The incident does nothing to lessen her JoJo’s joy. Their manic pitchclimbing continues unabated. She can tell them now or wait for simplifying whiteness to inform them later. This is the choice that leaves her no choice. She knows what’s safest, the best defense against the power that will otherwise lynch them.
The first attack, the first hate-whispered syllable will name them. They’ll suffer worse than their mother ever suffered, pay most for being unidentifiable. But something in Delia needs to believe: A boy learns by heart the first song he hears. And the first song—the first —belongs to no one. She can give them a tune stronger than belonging. Thicker than identity. A singular song, a self better than any available armor.
Teach them to sing the way they breathe, the songs of all their ancestries.
When David comes home, she recognizes him again. The two of them: theirs. Her whole body shakes with relief, as if she’s stepped out of neck-high burial in a snowbank. She lurches down the front hall to grab him. Surely, if two people love the same thing, they must love each other a little. He takes her in his arms at the door, even before he takes off his hat. “This is not forever,” he says. “We will all be back, once more in the same place.” But they can’t be back , because they never have been. Not in the same place. Never even once.
After dinner and singing, radio and reading to the boys, they lie in bed. They talk into the night, softly to each other, after the boys fall asleep. Her JoJo can hear anyway. The words of this conversation go straight into dreams that will vex them for the rest of their lives.
“He’s angry with me,” David says. “Yet I feel I’ve done nothing wrong. Only what my country has asked of me. What everyone would have done.”

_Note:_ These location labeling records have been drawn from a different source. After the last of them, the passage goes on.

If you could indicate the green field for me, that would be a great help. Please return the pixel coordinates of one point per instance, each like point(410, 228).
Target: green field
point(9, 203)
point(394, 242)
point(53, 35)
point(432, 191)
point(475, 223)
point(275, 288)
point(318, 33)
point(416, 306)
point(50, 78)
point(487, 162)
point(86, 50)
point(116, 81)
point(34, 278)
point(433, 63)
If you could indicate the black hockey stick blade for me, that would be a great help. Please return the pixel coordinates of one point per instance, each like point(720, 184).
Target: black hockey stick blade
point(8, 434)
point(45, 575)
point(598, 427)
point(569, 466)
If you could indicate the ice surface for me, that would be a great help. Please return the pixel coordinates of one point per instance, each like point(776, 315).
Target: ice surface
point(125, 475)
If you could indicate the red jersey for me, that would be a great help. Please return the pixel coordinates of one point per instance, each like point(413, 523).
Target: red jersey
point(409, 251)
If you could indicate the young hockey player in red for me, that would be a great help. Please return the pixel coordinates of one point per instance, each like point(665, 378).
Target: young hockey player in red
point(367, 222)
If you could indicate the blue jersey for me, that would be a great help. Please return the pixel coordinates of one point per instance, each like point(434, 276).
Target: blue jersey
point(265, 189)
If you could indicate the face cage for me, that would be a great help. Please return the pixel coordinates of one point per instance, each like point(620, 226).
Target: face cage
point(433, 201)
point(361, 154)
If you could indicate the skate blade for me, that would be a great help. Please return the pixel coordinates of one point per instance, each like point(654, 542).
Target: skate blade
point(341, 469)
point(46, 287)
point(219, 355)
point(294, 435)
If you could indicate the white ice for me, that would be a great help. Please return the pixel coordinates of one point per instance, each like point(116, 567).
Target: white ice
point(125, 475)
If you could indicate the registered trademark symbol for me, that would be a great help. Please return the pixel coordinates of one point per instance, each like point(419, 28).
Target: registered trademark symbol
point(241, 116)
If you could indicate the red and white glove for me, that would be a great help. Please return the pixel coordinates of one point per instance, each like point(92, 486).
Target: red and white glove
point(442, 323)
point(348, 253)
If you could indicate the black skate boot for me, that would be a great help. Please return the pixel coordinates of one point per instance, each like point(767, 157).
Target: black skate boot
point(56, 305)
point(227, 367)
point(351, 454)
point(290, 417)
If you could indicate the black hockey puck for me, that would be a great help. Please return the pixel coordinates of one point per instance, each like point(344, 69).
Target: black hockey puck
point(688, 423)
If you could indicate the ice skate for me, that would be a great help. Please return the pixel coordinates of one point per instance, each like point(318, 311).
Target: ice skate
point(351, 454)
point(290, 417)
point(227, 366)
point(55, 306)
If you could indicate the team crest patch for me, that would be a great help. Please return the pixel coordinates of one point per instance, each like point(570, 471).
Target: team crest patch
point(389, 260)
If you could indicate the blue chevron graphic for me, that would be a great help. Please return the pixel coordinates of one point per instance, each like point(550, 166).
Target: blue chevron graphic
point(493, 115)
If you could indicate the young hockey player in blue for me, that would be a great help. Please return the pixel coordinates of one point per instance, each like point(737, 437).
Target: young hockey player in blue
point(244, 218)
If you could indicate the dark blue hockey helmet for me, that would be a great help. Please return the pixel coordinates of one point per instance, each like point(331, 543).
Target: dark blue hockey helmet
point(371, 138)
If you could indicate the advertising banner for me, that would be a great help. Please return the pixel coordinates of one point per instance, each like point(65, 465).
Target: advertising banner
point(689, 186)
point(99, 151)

This angers her . It makes her Daddy wrong. Some man should apologize, even if he’s the injured party.
Because he has been injured. For a moment, she hates them both, for neither saving her. “He’s angry with me ,” she whispers back. But she doesn’t say why. That, too, is a loss of faith. Thinking David would never understand.
“We can call him tomorrow. Explain that it has all been a confusion. A Missverständnis .”
“It isn’t,” she hisses. “That isn’t what it was.” She feels her husband’s body tense in the first edge of anger against her, her opposition. Is no one above this need to be redeemed?
“What is it, then?”
“I don’t know. I don’t care. All I know is that I’m sick of it. I want it to be over.”
His hand slides sideways across the sheet and finds hers. He thinks she means last night’s argument. This private war. “It will be over. It must be. How can something so angry last forever?”
He thinks she means Rassenhass . “It already has .”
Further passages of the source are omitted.